Doing Time, Doing Vipassana awards: winner of ‘Golden Spire Award’ at the San Francisco International Film Festival (1998), winner of NCCD Pass Award from the American National Council on Crime and Delinquency (1998), winner of ‘Gold Illumination Award’ at Crested Butte International Film Festival (2000) and inner of ‘Silver Award’ for best documentary at Crested Butte Reel Fest (200).
READ MORE: Inner Worlds, Outer Worlds
Doing Time, Doing Vipassana – Synopsis
Two women filmmakers from Israel, Ayelet Menahemi and Eilona Ariel initiated this independent project.
In the winter of 1994-95, they spent five months in India, doing intensive research on the use of Vipassana as a rehabilitation method and its dramatic impact on foreign and Indian prisoners.
The authorities were unusually cooperative, allowing the team free access to two Indian jails.
The documentary begins with the story of Tihar Prison – a huge and notorious institution housing 10,000 inmates, 9,000 of them awaiting trial. When a new Inspector General, Kiran Bedi, was posted there in 1993, Tihar entered a period of rapid-fire change.
When Vipassana courses started in Tihar, results were immediate and dramatic. Many prisoners were deeply affected by the experience, and their attitudes changed drastically.
The success led to one of the most extraordinary events to take place in a prison anywhere: in April 1994, at a special facility inside Tihar, one thousand prison inmates participated in an 11-day Vipassana course – the largest ever held in modern times.
This led to another unprecedented event: within the precincts of the prison, a meditation center opened, offering regular Vipassana courses to the Tihar inmates.
David, an Englishman serving a sentence in Tihar and a Vipassana student, volunteered to work in “the Vipassana Ward.” The last part of the film presents the inner journey traveled during a Vipassana course and examines the technique in more detail.

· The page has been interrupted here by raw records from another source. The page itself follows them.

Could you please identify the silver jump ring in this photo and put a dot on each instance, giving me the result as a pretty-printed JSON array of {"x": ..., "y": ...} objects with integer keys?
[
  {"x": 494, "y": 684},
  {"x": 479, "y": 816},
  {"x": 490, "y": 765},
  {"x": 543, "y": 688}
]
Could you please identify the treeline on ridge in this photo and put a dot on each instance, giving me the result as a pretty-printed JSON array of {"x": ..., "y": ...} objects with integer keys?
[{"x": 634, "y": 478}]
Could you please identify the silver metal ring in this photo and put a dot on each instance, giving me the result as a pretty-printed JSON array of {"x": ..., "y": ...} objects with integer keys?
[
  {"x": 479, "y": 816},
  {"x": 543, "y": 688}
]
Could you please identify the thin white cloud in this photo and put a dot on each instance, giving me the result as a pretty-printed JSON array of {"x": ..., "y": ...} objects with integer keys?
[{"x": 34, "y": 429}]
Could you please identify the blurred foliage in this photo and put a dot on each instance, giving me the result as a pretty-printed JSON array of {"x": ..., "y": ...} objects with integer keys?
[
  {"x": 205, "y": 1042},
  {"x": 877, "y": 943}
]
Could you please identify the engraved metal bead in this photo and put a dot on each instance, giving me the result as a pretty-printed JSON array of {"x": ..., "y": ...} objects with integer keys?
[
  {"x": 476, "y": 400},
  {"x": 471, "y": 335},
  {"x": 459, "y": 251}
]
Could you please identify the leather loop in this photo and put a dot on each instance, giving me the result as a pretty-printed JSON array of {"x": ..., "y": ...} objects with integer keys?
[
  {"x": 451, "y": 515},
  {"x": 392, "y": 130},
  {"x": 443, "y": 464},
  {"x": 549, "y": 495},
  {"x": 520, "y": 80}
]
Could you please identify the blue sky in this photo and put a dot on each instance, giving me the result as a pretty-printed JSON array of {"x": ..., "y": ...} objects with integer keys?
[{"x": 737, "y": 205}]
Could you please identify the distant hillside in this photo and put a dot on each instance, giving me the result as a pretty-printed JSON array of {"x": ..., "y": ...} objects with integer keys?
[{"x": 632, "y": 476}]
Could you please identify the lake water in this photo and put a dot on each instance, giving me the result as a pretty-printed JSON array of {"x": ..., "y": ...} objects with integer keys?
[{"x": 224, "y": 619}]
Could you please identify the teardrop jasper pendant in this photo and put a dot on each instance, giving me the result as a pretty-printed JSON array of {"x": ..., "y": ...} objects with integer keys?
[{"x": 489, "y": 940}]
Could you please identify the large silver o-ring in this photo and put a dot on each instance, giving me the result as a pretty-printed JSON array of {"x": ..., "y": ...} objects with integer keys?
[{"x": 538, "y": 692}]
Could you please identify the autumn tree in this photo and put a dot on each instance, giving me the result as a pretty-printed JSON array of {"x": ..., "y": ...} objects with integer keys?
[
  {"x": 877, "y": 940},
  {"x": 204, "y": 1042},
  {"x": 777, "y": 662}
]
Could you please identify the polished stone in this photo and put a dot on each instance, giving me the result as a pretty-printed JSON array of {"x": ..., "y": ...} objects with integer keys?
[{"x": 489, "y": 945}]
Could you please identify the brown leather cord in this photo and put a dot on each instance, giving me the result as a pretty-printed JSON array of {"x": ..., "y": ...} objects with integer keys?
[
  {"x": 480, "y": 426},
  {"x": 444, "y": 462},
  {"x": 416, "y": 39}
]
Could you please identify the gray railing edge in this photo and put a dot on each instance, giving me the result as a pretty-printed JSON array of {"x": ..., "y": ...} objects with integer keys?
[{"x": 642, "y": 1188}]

Why does practicing Vipassana have such a marked effect on people’s behavior and attitude?
What do they realize, and what do they actually do during a course?
A few prisoners – Australian, British, African, and Indian – tell of their experiences and their newly acquired outlook on life. The film concludes with a moving scene from Baroda Jail, showing the superintendent greeting his charges outside the meditation hall at the end of a Vipassana course.
Amit Ray wrote about vipassana meditation in his book – ”Yoga and Vipassana: An Integrated Life Style”:
“Vipassana meditation is an ongoing creative purification process. Observation of the moment-to-moment experience cleanses the mental layers, one after another.”